The university currently has 35 undergraduate alumni and six graduate alumni serving as volunteers, based on data from September 2011.
Since the organization’s establishment in 1961, a total of 866 alumni have served as volunteers.
The Peace Corps ranked Georgetown 10th this year among medium colleges and universities (between 5,000 to 15,000 students). The university is tied for 10th place with the University of Notre Dame and the College of Charleston.
Skills and Knowledge
“Colleges and universities prepare thousands of talented undergraduate and graduate alumni for Peace Corps service every year,” Aaron S. Williams, Peace Corps director, said in a statement. “These alumni go on to …[apply] the skills and knowledge they acquired during their studies to promote world peace and friendship and improve the lives of people around the world.”

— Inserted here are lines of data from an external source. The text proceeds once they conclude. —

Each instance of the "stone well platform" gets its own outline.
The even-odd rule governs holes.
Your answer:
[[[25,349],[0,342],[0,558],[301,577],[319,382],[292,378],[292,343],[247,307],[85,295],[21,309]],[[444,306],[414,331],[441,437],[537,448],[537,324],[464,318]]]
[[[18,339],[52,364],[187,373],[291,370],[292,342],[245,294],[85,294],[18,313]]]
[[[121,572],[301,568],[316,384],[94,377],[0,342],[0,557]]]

He said volunteers make countless contributions to projects in agriculture, education, the environment, health, HIV/AIDS education and prevention, small business development and youth development.
Prepared for the Corps
Emmett Sapp (SFS’10), an environmental education volunteer in Paraguay, credits his time at Georgetown with preparing him for his Peace Corps work.
“Studying the history and culture of Latin America while at Georgetown has helped me to understand the modern reality of Paraguay and the factors behind the many challenges, such as corruption, poor education and high poverty rates that the country faces,” Sapp says.